Technique and Observations.

The above formulations provide the basis for determining the scattering and propagation parameters from simultaneous H and V transmissions. Given the transmitted values of the covariance quantities, $W_V\vert^{\rm t}$, $(W_H/W_V)\vert^{\rm t}$, $\phi_{{HV}}\vert^{\rm t}$, and $\rho_{HV}\vert^{\rm t}$, the scattering and propagation parameters are determined by measuring the returned values of the same quantities. The transmitted values are readily determined from calibration and monitoring measurements.

Scott (1999) has analyzed the polarization changes geometrically in terms of the Poincaré sphere. The basic results of this study are reported in the next section; one result is that the polarization change produced by $Z_{\rm DR}$and differential attenuation is greatest when the incident value of W_H /W_V is unity, namely when the transmitted signal contains equal Hand V powers. This situation is simulated by radars which alternate between H and V transmissions, but the two signals can also be transmitted simultaneously.
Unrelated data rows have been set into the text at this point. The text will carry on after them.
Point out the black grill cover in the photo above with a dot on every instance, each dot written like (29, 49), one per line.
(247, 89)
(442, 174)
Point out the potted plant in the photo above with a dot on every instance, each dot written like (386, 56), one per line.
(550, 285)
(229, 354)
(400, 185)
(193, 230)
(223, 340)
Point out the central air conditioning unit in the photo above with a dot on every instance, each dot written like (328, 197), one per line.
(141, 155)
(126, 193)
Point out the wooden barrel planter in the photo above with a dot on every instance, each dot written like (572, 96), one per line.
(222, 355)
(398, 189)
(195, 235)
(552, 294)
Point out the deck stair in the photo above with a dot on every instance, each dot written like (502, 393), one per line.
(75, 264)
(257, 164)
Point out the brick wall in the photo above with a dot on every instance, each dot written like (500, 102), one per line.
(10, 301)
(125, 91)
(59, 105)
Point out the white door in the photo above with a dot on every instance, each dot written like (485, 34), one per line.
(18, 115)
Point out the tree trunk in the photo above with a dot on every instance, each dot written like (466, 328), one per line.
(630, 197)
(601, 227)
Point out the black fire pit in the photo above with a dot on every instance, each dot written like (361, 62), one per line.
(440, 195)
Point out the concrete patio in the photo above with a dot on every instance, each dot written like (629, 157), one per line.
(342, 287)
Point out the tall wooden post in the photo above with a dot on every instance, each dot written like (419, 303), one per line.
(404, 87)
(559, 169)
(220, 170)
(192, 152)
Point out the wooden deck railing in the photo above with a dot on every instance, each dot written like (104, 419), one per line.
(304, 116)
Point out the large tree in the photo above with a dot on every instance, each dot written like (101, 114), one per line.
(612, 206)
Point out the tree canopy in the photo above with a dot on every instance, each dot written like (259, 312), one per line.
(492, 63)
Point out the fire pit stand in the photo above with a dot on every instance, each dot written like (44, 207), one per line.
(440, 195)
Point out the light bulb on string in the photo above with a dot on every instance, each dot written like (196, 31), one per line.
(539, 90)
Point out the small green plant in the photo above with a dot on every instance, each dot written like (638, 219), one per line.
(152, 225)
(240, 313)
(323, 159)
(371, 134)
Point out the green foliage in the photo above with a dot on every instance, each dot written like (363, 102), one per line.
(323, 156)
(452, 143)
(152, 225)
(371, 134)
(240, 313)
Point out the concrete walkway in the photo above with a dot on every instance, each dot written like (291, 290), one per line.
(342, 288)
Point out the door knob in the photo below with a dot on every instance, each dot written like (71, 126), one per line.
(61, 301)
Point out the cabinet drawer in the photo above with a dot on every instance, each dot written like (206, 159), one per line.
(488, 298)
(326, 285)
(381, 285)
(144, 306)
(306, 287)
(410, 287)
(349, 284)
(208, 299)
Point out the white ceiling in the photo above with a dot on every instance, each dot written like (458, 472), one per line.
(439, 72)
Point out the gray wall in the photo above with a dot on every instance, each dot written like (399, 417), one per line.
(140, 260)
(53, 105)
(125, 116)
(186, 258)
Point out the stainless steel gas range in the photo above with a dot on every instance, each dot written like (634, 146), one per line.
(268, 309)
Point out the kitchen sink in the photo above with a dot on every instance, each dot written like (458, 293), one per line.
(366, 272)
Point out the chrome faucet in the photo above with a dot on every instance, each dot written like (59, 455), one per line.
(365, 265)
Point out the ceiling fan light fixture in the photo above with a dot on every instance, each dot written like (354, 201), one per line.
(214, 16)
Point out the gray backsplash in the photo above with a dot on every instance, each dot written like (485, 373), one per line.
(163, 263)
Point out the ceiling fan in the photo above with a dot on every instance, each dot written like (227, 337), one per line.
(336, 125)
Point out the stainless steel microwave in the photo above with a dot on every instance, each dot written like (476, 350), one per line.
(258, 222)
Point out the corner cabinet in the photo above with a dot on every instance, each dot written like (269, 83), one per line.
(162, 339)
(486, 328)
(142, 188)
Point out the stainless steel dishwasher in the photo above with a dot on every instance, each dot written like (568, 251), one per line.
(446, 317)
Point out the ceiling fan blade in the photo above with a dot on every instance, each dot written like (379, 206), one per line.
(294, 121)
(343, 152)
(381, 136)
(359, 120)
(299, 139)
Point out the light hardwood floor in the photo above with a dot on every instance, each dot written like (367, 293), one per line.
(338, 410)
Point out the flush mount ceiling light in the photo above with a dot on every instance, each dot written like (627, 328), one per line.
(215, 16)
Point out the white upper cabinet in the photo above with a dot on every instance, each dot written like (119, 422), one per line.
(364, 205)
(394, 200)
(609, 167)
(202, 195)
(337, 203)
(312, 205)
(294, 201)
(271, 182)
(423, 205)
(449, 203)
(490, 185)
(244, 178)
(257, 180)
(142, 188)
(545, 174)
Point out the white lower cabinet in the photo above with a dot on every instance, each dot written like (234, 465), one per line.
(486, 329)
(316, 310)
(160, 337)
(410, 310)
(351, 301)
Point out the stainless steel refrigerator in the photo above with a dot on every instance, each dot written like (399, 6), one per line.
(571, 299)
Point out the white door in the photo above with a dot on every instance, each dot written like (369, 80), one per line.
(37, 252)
The depolarization produced by horizontally aligned particles is independent of the phase difference between the components, so that ${45^\circ}$ linear or circular polarizations are equally effective in determining the scattering parameters. (Scattering by randomly oriented particles, or by particles that are non-horizontally aligned, is different and can be used to identify different particle types, as we later discuss.)

Figure 1 shows the basic block diagram of the simultaneous transmission technique. A power divider replaces the polarization switch and supplies equal powers to the orthomode polarization transducer (OMT) during each transmitted pulse. By changing the relative phases of the power divider outputs the polarization state can be adjusted to a variety of values ( $\pm 45^\circ$ linear, right- or left-hand circular, or any equal-power elliptical state). For the observations reported in this paper, the polarization state was adjusted to be left-hand circular (LHC). The return signals are received in parallel H and V channels and processed to obtain the orthogonal powers W_H and W_V and the complex correlation coefficient $\hat \rho_{HV}= \rho_{HV}e^{j\phi_{{HV}}}$. The radar signals are therefore transmitted in a different polarization basis than they are received. This ensures a good signal-to-noise ratio in the two receiving channels, thus producing a copolar-like signal in the channels.

  

Figure 1: Block diagram of the simultaneous transmission technique.

The New Mexico Tech dual-polarization radar was modified during the spring of 1998 to implement the above technique. The radar transmits about 10 kW peak power at 3.0 cm wavelength and has a 3.7 m diameter Cassegrain antenna of $0.6^\circ$ beamwidth. It had previously been configured as a co- and cross-polar circular (or linear) polarization system and used to study electrically aligned ice crystals in electrified storms (Krehbiel et al., 1996). Initial results of the study by Scott (1999) showed that it would be possible to measure both the electrical alignment directions and the linear polarization parameters if circularly polarized transmissions were received in a linear H-V basis; this led to the simultaneous transmission approach described above. Although independently arrived at, the technique is essentially the same as that originally proposed by Sachidananda and Zrnic (1985) and implemented on the CSU-CHILL radar.